In deze zaak, die zich afspeelt in de Rechtbank Noord-Holland, is op 14 december 2022 een vonnis in incident gewezen. De eisers, [eiser 1] en [eiser 2], zijn gezamenlijk eigenaar van een woning in [plaats 1]. Sinds 1993 is de woning op basis van een mondelinge overeenkomst in gebruik gegeven aan gedaagde sub 1, een broer van eiser sub 1. De eisers hebben in mei 2022 gesteld dat er sprake was van een bruikleenovereenkomst voor onbepaalde tijd, welke zij hebben opgezegd per 1 september 2022, met het verzoek aan gedaagden om de woning te verlaten.

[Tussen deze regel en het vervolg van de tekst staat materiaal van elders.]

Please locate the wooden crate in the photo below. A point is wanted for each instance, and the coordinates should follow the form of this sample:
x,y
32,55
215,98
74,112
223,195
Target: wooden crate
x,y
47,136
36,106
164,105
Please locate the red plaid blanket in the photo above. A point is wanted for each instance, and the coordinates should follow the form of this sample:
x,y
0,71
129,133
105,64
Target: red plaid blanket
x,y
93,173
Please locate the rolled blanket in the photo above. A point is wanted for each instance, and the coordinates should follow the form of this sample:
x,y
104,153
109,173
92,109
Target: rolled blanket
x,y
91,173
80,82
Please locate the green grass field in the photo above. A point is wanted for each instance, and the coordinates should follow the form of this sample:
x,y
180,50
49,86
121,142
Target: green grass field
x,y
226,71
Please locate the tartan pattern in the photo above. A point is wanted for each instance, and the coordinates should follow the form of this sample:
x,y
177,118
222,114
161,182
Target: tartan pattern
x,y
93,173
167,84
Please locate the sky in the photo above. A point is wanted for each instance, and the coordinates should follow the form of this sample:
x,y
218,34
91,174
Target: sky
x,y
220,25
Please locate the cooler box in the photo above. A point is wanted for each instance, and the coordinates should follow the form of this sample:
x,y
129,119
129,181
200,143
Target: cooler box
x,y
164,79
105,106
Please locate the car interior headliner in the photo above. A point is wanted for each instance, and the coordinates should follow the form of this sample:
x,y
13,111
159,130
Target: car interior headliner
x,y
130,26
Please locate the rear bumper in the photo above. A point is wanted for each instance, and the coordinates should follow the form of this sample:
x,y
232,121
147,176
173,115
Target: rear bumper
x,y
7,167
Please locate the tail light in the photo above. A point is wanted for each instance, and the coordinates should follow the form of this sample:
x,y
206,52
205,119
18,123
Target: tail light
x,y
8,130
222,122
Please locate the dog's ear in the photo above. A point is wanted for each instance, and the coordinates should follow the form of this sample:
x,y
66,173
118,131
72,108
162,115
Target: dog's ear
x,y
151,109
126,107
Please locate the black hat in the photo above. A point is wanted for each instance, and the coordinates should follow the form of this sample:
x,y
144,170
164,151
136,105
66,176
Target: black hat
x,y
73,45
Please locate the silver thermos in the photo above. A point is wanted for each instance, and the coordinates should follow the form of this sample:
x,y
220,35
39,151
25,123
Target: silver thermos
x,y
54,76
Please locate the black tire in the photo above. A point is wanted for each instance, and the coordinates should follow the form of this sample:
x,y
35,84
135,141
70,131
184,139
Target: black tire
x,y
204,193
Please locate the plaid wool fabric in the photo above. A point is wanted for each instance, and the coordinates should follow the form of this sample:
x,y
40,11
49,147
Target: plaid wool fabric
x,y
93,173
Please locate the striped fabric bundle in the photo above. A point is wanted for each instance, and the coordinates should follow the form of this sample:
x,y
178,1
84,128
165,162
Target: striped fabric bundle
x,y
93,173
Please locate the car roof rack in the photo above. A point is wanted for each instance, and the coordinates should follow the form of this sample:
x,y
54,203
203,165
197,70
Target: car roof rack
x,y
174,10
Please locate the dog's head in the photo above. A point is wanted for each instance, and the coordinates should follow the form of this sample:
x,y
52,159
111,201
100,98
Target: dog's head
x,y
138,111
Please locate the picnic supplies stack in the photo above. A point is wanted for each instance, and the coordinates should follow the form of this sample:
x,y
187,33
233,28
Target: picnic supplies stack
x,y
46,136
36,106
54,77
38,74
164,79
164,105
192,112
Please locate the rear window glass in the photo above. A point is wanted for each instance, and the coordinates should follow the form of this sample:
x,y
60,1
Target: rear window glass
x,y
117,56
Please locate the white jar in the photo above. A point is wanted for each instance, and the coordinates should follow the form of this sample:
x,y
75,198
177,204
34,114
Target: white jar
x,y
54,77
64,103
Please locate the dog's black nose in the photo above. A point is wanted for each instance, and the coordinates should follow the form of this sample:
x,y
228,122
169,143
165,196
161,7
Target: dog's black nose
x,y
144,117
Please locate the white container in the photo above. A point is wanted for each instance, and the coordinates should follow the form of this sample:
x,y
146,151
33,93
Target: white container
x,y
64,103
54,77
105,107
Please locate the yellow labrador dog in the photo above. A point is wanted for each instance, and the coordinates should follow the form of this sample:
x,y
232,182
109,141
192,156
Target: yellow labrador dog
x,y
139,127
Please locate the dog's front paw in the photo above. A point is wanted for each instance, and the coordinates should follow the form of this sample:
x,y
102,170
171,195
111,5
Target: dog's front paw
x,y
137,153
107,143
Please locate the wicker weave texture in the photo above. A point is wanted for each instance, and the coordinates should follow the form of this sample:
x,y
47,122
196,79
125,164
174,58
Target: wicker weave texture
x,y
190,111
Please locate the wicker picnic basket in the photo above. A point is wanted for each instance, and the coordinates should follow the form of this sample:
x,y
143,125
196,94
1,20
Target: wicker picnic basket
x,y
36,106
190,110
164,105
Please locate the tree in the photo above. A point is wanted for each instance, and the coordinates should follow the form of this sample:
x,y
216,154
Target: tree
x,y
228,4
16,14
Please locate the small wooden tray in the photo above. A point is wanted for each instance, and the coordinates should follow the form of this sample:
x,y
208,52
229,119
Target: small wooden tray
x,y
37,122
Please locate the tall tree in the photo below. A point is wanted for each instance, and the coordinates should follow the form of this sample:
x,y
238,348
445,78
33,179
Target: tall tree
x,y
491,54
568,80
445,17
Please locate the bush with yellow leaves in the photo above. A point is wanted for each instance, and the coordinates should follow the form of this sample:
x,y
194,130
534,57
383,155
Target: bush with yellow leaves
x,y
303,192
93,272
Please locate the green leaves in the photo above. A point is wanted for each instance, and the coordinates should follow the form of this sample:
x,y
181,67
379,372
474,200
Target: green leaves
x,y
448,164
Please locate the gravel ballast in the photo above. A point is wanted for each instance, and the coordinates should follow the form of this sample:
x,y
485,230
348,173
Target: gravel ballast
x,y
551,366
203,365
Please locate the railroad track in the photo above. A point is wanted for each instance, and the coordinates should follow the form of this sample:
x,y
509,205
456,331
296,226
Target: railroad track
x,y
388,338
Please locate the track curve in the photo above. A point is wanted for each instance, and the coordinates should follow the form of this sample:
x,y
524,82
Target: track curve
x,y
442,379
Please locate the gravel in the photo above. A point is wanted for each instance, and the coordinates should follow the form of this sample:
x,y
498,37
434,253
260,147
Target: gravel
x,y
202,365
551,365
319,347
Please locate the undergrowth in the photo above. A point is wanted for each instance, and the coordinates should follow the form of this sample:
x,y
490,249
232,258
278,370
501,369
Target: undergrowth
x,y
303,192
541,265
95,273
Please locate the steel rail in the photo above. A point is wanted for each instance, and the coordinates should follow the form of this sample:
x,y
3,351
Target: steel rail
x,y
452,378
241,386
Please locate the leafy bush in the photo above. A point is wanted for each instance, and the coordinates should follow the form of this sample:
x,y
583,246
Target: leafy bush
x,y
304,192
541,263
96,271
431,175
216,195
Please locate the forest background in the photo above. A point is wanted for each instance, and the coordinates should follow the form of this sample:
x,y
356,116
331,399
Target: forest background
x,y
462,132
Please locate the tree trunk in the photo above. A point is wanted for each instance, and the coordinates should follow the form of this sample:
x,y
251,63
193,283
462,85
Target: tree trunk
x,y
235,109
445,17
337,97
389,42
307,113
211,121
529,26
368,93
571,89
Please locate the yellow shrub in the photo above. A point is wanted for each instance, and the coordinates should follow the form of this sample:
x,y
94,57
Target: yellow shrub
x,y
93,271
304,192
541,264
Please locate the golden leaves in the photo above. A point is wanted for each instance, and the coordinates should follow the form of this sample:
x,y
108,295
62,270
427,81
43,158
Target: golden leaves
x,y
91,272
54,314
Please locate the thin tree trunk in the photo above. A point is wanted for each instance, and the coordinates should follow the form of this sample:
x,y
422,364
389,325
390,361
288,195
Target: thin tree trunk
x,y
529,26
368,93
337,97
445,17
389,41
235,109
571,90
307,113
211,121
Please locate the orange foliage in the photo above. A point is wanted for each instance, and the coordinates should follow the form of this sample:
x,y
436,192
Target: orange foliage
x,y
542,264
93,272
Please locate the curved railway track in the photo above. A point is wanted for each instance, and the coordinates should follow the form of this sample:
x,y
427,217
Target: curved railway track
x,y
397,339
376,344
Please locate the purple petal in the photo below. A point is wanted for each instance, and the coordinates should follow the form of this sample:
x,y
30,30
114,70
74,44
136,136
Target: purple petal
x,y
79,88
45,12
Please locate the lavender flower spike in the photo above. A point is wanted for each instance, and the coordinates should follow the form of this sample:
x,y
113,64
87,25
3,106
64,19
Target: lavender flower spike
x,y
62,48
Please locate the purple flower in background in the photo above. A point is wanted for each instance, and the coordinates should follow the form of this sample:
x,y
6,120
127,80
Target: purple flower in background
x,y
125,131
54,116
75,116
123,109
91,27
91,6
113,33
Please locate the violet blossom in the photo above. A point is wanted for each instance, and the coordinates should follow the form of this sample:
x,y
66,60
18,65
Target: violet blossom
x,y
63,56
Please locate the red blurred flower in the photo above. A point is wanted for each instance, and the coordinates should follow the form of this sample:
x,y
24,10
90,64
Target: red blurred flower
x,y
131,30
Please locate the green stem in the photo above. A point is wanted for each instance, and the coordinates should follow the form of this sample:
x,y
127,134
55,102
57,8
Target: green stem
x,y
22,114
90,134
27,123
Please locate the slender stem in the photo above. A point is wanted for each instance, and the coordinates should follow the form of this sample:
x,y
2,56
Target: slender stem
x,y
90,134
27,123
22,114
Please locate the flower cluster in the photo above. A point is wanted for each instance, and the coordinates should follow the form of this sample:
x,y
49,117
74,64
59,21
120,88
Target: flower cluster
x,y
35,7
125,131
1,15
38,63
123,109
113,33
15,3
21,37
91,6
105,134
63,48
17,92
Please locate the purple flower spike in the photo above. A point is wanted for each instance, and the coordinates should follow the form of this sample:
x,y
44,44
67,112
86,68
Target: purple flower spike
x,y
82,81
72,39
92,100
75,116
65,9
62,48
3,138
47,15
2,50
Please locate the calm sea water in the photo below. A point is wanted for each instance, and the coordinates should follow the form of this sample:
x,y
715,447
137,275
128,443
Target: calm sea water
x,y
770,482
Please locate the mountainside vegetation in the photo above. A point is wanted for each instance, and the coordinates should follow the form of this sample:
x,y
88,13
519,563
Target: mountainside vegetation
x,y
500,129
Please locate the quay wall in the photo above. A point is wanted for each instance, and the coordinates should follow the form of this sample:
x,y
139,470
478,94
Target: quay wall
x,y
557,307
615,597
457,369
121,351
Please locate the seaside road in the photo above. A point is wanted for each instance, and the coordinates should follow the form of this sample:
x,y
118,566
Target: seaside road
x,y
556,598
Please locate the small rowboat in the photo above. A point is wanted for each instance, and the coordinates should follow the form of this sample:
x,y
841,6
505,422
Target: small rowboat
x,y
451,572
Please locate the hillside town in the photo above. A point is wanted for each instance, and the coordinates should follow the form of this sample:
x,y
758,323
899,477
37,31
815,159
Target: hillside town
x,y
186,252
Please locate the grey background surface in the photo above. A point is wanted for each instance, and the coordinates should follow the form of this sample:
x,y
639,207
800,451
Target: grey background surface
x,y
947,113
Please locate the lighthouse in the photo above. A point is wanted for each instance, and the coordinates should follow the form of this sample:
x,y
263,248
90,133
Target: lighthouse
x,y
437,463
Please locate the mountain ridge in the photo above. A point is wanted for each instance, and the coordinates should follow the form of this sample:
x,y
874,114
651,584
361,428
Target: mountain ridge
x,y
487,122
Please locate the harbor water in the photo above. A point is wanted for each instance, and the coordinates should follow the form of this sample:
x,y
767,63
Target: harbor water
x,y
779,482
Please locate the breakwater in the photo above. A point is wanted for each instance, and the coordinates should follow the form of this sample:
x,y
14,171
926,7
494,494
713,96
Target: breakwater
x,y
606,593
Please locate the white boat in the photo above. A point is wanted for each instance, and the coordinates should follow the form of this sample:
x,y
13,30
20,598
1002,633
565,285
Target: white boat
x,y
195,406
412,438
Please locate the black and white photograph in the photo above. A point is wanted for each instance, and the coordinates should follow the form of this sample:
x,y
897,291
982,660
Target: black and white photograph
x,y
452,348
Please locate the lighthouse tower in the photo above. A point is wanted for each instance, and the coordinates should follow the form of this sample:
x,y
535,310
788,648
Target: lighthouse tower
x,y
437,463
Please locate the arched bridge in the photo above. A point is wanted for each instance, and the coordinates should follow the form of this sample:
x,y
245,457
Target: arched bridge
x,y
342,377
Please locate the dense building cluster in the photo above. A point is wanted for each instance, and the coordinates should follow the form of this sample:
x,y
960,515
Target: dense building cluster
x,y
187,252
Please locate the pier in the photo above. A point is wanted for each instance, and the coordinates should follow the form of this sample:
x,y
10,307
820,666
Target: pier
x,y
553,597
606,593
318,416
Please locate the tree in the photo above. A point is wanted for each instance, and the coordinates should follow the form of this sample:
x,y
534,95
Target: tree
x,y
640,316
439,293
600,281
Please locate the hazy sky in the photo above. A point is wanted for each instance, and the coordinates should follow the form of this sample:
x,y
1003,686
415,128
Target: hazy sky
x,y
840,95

In het incident vorderden de eisers een voorlopige voorziening, waarbij zij vroegen om ontruiming van de woning en een vergoeding voor gebruikskosten. Gedaagden hebben verweer gevoerd en gesteld dat de feitelijke eigendom van de woning bij hen ligt, ondanks dat deze op papier aan de eisers toebehoort. De rechtbank heeft geoordeeld dat het belang van gedaagden bij continuering van de huidige situatie zwaarder weegt dan het belang van eisers bij de gevorderde voorlopige voorziening. Daarom is de vordering van eisers afgewezen.
De rechtbank heeft eisers als de in het ongelijk gestelde partij veroordeeld in de proceskosten van het incident, begroot op € 563,00 aan salaris advocaat. De proceskostenveroordeling is uitvoerbaar bij voorraad verklaard. De hoofdzaak zal op 25 januari 2023 weer op de rol komen voor conclusie van antwoord.